1965 Yozgat doğumlu. İlkokulu Yiğitler köyünde okudu. Ortaokul ve liseyi 1982 yılında Kayseri Mimar Sinan Öğretmen Lisesinde tamamladı. 1985 yılında Denizli Eğitim Yüksekokulunu, 1998 yılında da H.Ü. Eğitim Fakültesi Sınıf Öğretmenliği bölümünü bitirdi.
Eser Yayın:
Yozgat ve Orta Anadolu Bölge Ağzında Yaşayan Kelimeler, Deyimler ve Atasözleri, Maarifimiz ve Geleceğimiz, Türkiye'de Şehirli Dindarlık, Maarifin Seyir Günlüğü ve Yaşadıkça Ankara adlı eserlerini yayınladı.
Yazıları, Şehir ve Kültür, Vuslat, Denizli Hizmet, Polatlı Postası, Arkadaş Çocuk (Batı Trakya) Bilim ve Aklın Aydınlığında Eğitim (MEB)dergilerinde yayınlandı.
1996 yılından sonra TYB bünyesinde icra edilen millî kültür, millî tarih ve millî kimliğimize dair pek çok faaliyeti bir mektep formunda yirmi yıl kadar süre ile takip ve tedris etti.
Öğretmenlik, Maarifimiz ve Geleceğimiz başlıkları ile muhtelif kurum ve kuruluşlarda konferanslar verdi. TRT Türkiye’nin Sesi Radyosunda, Öncü Eğitimci Portreler programlarını hazırlayıp sundu.
Evli ve iki çocuk babasıdır.
Günün tarihi 9 Ekim 2025’ti, sonbaharın içe kapanan, ama kalpleri muhabbetle ısıtan bir perşembe günü oldu bizim için.
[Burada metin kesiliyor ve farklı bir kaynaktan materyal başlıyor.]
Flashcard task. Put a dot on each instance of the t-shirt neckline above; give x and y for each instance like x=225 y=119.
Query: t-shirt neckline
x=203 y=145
Sabah erken saatlerde Ankara Sosyal Bilimler Üniversitesi’nin taş duvarlarının arasından başlayan bir yolculuktu bu. Yol arkadaşları Memiş Okuyucu, Murat Aktepe ve Dursun Yararsoy. Hedefleri ise Kırşehir’in kadim ilim ocağı Ahi Evran Üniversitesi idi. Aslında bu seyahat bir protokol veya resmî ziyaret olmanın ötesinde, ilim adına gönül birliği taşıyan insanların, fikri bir gönül temasını yeniden kurma arzusuydu.
Yol boyunca konuşulanlar, sadece gidilen yeri değil, gidilen yoldaki düşünceleri de zenginleştiriyordu. Üniversiteler, şehirler, öğrenciler, akademik iklimler… Her bir konu, bir üniversitenin aynası gibi değerlendirildi. Güneş, Bala’dan sonra yerini geniş bozkırlara bırakmıştı. Bu bozkırda, Anadolu’nun her kasabasında olduğu gibi, sessiz ama diri bir gönül rüzgârı hissediliyordu.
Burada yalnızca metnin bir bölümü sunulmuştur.